I have a problem that I imagine is not very specific to me, but I still can't find a satisfying solution.
I need to handle very large binary files (>1TiB) of fixed size records that support the following operations:
- read bytes in a range with size usually between 1kiB and 100kiB. Effectively a relatively coarse-grained random read access
- append to the end of the file
Additionally all metadata needs to be in the said file, i.e. the file must be self contained.

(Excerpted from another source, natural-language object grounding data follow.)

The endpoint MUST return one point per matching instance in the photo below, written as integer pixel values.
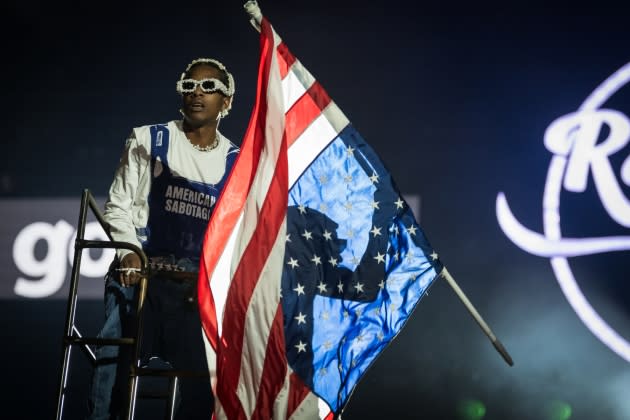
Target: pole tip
(506, 356)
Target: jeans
(172, 331)
(110, 378)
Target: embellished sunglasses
(207, 86)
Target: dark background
(455, 98)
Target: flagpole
(495, 341)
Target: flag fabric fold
(312, 261)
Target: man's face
(200, 107)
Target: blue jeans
(172, 331)
(110, 378)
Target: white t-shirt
(127, 207)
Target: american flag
(300, 292)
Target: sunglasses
(207, 86)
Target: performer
(163, 193)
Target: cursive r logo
(573, 140)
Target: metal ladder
(73, 337)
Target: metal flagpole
(495, 341)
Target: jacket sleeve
(119, 206)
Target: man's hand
(130, 270)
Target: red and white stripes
(243, 253)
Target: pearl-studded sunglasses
(207, 86)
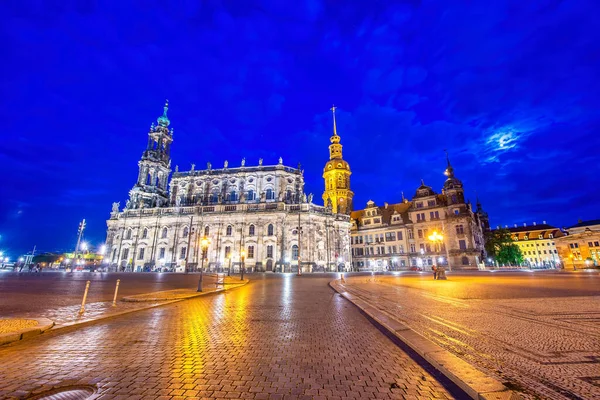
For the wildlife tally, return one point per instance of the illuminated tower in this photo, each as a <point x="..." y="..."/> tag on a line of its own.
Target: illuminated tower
<point x="336" y="174"/>
<point x="154" y="167"/>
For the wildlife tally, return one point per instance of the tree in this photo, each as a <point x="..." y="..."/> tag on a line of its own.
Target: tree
<point x="499" y="244"/>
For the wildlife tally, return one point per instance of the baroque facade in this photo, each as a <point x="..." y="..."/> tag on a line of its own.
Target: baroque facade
<point x="580" y="247"/>
<point x="401" y="236"/>
<point x="537" y="243"/>
<point x="257" y="216"/>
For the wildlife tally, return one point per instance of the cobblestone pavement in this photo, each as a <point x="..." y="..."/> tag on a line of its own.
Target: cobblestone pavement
<point x="277" y="337"/>
<point x="547" y="346"/>
<point x="35" y="294"/>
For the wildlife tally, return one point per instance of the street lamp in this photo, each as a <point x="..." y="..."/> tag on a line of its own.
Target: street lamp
<point x="573" y="261"/>
<point x="204" y="243"/>
<point x="243" y="266"/>
<point x="438" y="238"/>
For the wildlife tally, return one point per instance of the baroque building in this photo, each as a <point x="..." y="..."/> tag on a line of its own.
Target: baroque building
<point x="580" y="247"/>
<point x="537" y="243"/>
<point x="218" y="218"/>
<point x="401" y="236"/>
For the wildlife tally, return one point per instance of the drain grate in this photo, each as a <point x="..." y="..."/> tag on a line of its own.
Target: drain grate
<point x="67" y="393"/>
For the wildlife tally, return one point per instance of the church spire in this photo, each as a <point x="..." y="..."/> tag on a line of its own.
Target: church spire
<point x="334" y="125"/>
<point x="449" y="170"/>
<point x="163" y="120"/>
<point x="336" y="175"/>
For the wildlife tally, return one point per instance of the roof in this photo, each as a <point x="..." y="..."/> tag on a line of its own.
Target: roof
<point x="530" y="228"/>
<point x="386" y="213"/>
<point x="582" y="224"/>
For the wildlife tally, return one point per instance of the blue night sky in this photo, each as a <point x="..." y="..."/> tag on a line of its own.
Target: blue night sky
<point x="510" y="88"/>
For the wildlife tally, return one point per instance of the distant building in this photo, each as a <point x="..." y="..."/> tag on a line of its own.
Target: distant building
<point x="581" y="246"/>
<point x="217" y="217"/>
<point x="399" y="236"/>
<point x="538" y="244"/>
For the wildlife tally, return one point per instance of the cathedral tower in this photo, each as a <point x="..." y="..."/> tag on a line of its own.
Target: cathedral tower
<point x="154" y="167"/>
<point x="336" y="174"/>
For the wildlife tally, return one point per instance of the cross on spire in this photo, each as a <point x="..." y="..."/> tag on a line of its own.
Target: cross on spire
<point x="333" y="108"/>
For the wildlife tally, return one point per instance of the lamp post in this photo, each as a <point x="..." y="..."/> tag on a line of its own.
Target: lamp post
<point x="438" y="238"/>
<point x="243" y="266"/>
<point x="204" y="243"/>
<point x="573" y="261"/>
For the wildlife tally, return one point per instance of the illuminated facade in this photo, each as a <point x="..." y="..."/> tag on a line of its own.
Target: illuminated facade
<point x="538" y="244"/>
<point x="401" y="236"/>
<point x="336" y="175"/>
<point x="216" y="216"/>
<point x="580" y="248"/>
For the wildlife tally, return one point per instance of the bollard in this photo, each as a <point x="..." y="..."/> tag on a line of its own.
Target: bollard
<point x="87" y="287"/>
<point x="200" y="282"/>
<point x="116" y="291"/>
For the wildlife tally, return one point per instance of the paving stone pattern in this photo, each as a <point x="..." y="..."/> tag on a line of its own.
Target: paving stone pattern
<point x="550" y="347"/>
<point x="275" y="338"/>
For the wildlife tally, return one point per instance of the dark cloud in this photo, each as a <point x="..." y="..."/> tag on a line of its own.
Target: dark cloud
<point x="508" y="87"/>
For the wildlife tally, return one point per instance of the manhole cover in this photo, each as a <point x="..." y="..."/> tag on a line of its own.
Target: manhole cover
<point x="67" y="393"/>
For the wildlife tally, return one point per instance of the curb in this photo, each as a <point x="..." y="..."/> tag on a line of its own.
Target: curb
<point x="472" y="381"/>
<point x="133" y="299"/>
<point x="43" y="325"/>
<point x="58" y="328"/>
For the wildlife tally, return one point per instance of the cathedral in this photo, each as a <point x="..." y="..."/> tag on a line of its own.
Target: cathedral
<point x="255" y="216"/>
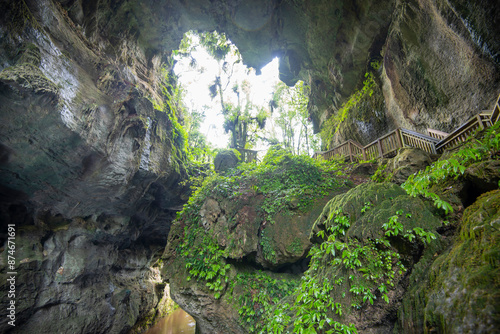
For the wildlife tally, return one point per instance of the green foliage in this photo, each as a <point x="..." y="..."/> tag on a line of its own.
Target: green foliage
<point x="281" y="178"/>
<point x="486" y="147"/>
<point x="205" y="261"/>
<point x="267" y="248"/>
<point x="332" y="125"/>
<point x="263" y="295"/>
<point x="293" y="122"/>
<point x="286" y="178"/>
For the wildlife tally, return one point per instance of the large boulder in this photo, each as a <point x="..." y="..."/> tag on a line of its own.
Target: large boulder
<point x="459" y="291"/>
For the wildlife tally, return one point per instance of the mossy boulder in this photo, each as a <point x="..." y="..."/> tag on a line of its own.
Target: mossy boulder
<point x="368" y="241"/>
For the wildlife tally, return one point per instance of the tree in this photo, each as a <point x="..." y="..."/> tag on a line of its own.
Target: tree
<point x="293" y="120"/>
<point x="243" y="119"/>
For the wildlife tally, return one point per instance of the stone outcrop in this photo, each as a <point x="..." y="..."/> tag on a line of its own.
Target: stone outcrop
<point x="91" y="155"/>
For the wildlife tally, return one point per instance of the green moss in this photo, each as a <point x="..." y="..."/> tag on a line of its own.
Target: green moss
<point x="460" y="292"/>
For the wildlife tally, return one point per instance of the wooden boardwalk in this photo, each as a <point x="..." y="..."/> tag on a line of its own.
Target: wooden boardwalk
<point x="434" y="142"/>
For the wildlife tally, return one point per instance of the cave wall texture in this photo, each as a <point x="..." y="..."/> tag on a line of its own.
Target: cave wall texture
<point x="90" y="173"/>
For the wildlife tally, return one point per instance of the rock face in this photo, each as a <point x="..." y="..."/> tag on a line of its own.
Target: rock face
<point x="461" y="288"/>
<point x="89" y="174"/>
<point x="248" y="228"/>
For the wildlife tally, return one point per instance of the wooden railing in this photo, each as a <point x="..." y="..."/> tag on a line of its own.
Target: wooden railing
<point x="436" y="142"/>
<point x="437" y="134"/>
<point x="460" y="135"/>
<point x="248" y="155"/>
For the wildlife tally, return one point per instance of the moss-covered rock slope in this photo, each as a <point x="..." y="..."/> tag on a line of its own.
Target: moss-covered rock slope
<point x="378" y="257"/>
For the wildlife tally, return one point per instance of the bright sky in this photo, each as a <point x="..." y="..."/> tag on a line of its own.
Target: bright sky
<point x="196" y="81"/>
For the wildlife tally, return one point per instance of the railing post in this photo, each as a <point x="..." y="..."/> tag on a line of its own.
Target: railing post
<point x="398" y="138"/>
<point x="480" y="121"/>
<point x="350" y="150"/>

Currently I'm thinking about making my own solution. My solution would involve using blocks of uncompressed size at most either 128kiB or 256kiB, an index kept at the end of the file (loaded fully into memory, serialized when closing the file after changes were made, writes initially override the stored index), and a transparent cache for recently uncompressed blocks.
Blosc1 didn't have anything that would be of help, but the new features of blosc2 seem like a right tool for this kind of a job. So can this be implemented using blosc2 features without much pain? In particular I want to know:
- Does accessing a random chunk within a superchunk have constant complexity? Would such access be HDD friendly (i.e. ideally one read per access)?
- Can a superchunk handle tens of millions of chunks within it? What would be the memory and storage space overhead?
- Can appending a chunk to a (likely already large) frame-bound superchunk incur significant costs unrelated to the size of the appended chunk?
- Does a frame-bound superchunk use memory additional to what is necessary to perform the requested operations?
- Is it possible to have a superchunk with chunks of varying size (but each chunk less than 256kiB)? I ask because I sometimes had problems with that https://github.com/Blosc/c-blosc2/blob/73c1a4c6a052f467dc1ad877fbc5b4788495f730/blosc/schunk.c#L149
. I could settle for a solution that requires padding smaller chunks.